Am I now trying to win the approval of human beings, or of God? Or am I trying to please people? If I were still trying to please people, I would not be a servant of Christ. -Galatians 1:10, NIV
But the ugliness of pleasure leaves us puny humans attached to a fountain that bursts with too many waters. First, we will lead to its needless contamination. Second, it destroys our appetite for the righteousness embedded in us, one that constantly craves its spiritual milk. And third, it robs us of identity, letting us waver into the throes of seeking pleasure in the worst of companies. Be it big or small screens, scorched tempers, and the untimely destruction of our souls.
Or worse-it drives us to the unhealthiest dependence on all: humans.
Granted, we all are inherently dependent on one another; as social animals, how would we create rules and culture, engage in technological innovations, and foster civilization without our natural, God-given need to be surrounded by our peers? The problem arises when we aim to please other’s distorted flesh rather than allow the building up of our spirits; when we allow, either consciously or not, damning words that feed and sap the energy of our hearts. When this happens, we puny humans are on the long and eternally damning road of pleasure, living for the other instead of for and God.

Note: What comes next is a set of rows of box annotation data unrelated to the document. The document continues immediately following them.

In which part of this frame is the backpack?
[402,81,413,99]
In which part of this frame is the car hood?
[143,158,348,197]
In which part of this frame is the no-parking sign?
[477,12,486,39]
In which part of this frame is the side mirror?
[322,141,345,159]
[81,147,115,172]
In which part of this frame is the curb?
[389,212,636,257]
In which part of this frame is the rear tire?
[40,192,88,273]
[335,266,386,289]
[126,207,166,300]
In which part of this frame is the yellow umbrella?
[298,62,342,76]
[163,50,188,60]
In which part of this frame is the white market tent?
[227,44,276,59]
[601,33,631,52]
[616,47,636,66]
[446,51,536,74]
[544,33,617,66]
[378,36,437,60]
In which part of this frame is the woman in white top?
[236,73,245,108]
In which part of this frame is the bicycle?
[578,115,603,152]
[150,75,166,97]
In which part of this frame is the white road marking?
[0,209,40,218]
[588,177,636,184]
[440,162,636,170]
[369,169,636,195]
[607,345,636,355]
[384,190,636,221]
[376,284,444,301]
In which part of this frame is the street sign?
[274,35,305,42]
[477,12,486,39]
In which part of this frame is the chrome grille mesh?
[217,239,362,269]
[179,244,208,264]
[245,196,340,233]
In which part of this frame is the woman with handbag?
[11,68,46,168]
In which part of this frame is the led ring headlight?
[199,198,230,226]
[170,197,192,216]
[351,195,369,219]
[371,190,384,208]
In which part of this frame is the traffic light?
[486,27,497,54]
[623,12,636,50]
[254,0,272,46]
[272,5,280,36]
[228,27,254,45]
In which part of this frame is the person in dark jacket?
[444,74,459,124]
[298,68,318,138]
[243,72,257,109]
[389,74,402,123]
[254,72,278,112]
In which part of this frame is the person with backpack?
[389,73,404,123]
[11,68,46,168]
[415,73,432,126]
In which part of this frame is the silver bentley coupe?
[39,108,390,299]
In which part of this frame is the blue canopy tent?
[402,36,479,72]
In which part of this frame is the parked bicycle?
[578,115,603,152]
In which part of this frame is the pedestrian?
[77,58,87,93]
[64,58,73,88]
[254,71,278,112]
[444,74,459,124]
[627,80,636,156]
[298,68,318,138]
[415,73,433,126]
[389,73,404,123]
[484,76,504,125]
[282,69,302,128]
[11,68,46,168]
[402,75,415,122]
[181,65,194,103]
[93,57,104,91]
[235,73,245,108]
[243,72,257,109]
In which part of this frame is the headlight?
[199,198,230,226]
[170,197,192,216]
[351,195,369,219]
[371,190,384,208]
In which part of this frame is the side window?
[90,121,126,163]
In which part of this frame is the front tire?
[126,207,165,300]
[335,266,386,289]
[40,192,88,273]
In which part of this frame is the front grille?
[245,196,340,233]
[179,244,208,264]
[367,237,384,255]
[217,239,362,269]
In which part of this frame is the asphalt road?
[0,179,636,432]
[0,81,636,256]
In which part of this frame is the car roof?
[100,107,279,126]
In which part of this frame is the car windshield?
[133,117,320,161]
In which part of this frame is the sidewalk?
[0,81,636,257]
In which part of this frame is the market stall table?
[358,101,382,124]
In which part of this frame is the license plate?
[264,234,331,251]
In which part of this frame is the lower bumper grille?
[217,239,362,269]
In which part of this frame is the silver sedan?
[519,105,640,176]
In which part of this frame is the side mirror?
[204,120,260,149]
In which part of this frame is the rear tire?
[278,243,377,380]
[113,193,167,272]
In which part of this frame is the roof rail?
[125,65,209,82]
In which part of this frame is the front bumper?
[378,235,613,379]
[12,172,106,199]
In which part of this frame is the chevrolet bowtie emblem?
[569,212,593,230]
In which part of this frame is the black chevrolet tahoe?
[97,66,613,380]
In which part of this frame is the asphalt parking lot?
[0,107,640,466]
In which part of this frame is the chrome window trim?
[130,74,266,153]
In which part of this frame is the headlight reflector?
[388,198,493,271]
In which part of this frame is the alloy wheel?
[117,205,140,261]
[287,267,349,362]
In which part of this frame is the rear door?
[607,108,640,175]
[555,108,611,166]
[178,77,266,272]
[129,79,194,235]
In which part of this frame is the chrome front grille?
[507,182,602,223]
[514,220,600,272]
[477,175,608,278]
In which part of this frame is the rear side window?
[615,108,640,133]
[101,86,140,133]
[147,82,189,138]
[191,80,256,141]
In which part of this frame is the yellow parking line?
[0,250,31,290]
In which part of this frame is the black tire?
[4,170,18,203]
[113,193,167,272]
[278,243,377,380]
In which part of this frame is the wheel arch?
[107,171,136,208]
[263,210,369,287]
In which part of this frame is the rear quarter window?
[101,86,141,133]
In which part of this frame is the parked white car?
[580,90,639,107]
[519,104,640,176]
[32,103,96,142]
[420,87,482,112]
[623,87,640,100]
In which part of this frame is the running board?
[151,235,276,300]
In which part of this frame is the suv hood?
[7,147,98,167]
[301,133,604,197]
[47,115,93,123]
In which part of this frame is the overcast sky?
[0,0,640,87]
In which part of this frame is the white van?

This damning sense of pleasure exhausts the soul, saps creativity, sacrifices our needs on a vain cross and slowly destroys our faith, leading us deeper into the world of the Accuser. He will give us a drug that never satisfies, that destroys our docility and transforms it into dirty rugs, suppressing every last ounce of self-respect and worth in the eyes of the Lord. And our holiest needs are perverted into sources of guilt.
This is not the pleasure that I want to feed in my life!